Mehta was a major donor to Mother Teresa's charity but he never talked about it. He used to say, "I prefer creating hospitals and schools for girls than building Jain temples. I believe in making poor people self-dependent."

According to one estimate, he must have donated or managed charity of more than Rs 100 crores (Rs 1 billion) over the last two decades.

When it came to donations, he preferred hospitals to temples, but he remained a stout Jain.

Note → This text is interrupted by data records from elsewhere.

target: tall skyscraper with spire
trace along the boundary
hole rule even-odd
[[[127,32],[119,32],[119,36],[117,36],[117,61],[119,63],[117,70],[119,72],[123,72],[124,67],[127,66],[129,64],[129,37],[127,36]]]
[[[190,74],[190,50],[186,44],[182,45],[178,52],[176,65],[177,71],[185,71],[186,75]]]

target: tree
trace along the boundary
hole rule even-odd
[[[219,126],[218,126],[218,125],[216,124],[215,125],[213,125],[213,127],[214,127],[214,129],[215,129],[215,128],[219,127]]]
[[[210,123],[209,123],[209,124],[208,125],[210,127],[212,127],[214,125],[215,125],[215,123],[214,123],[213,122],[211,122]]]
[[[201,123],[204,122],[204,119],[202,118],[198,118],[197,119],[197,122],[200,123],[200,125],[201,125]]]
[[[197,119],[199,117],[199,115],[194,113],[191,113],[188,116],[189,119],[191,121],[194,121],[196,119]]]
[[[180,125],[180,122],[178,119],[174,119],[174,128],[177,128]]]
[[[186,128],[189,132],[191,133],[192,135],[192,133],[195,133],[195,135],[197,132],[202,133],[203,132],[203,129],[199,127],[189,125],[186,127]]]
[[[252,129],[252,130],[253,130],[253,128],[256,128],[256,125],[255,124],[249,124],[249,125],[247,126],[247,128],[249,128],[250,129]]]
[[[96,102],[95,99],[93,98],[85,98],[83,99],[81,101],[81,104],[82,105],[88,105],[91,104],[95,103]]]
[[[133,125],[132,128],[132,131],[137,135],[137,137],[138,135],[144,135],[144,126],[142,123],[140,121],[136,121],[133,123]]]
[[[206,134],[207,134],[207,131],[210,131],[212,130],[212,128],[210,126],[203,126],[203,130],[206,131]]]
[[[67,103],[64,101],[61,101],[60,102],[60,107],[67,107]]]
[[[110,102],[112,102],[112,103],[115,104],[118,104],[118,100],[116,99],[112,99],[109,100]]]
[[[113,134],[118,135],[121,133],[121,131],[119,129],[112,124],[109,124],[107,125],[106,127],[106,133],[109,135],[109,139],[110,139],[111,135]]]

All events in his Europe and Israel offices started only after prayers to Mahavir.

He stated a charitable trust in the name of his mother Diwalibhen Mohanlan Mehta. The trust runs the Ruthumbara College in Juhu, Mumbai which educates about 21,000 girls across Mumbai free.

In Palanpur, Mehta-run trusts manage an orphanage, a blind school and a blind girls' hostel.